O procedimento foi feito por um cirurgião em Barretos (SP) em um paciente em Porto Velho (RO), a 2,6 mil quilômetros de distância.

A cirurgia, para tratar um tumor no intestino, teve duas horas de duração e contou com equipes de médicos tanto em Barretos quanto em Rondônia.

"São movimentos que são realizados aqui e, com alta conectividade, eu consigo realizar o procedimento em Porto Velho", explica o coordenador científico do Instituto de Treinamento em Cirurgias Minimamente Invasivas (Ircad), Luís Gustavo Romagnolo.

Segundo ele, o equipamento é totalmente controlado por um cirurgião que, por meio das mãos, faz com que o robô manipule pequenas pinças. Com os pés, o cirurgião aciona o comando do sistema e troca as funções sempre que necessário.

Equipe de médicos em Porto Velho (RO) acompanha cirurgia robótica realizada em Barretos (SP) — Foto: Divulgação/HA

Robô se integra ao médico

O visor do equipamento funciona como os olhos do cirurgião, onde ele enxerga em 3D e em tempo real todo o procedimento realizado no paciente do outro lado do país.

"Depois de muito treinamento, acaba sendo uma coisa só. O robô se integra à gente, reproduz os meus movimentos. Não existe um robô que está operando sozinho, existe a reprodução dos meus movimentos. Então, eu tenho um carrinho que funciona como meus olhos e o robô, através dos movimentos das minhas mãos, reproduz os movimentos que vão ser feitos no intraoperatório", diz Romagnolo.

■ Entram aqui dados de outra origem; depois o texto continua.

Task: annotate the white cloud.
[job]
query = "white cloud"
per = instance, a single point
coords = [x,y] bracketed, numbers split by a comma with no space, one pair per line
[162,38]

Ainda segundo o coordenador, se em qualquer momento durante o procedimento, o cirurgião afastar o rosto do visor, o robô para imediatamente, por segurança.

"O sistema tem vários bloqueios de segurança, então você está imerso no sistema, quando você tira o rosto do sistema, automaticamente, ele é bloqueado, de forma que você não pode realizar os movimentos sem estar prestando atenção naquilo que está fazendo. Porque você não tem uma sensibilidade, tem que ganhar essa sensibilidade com seus olhos, precisa de total configuração e estrar integrado ao sistema".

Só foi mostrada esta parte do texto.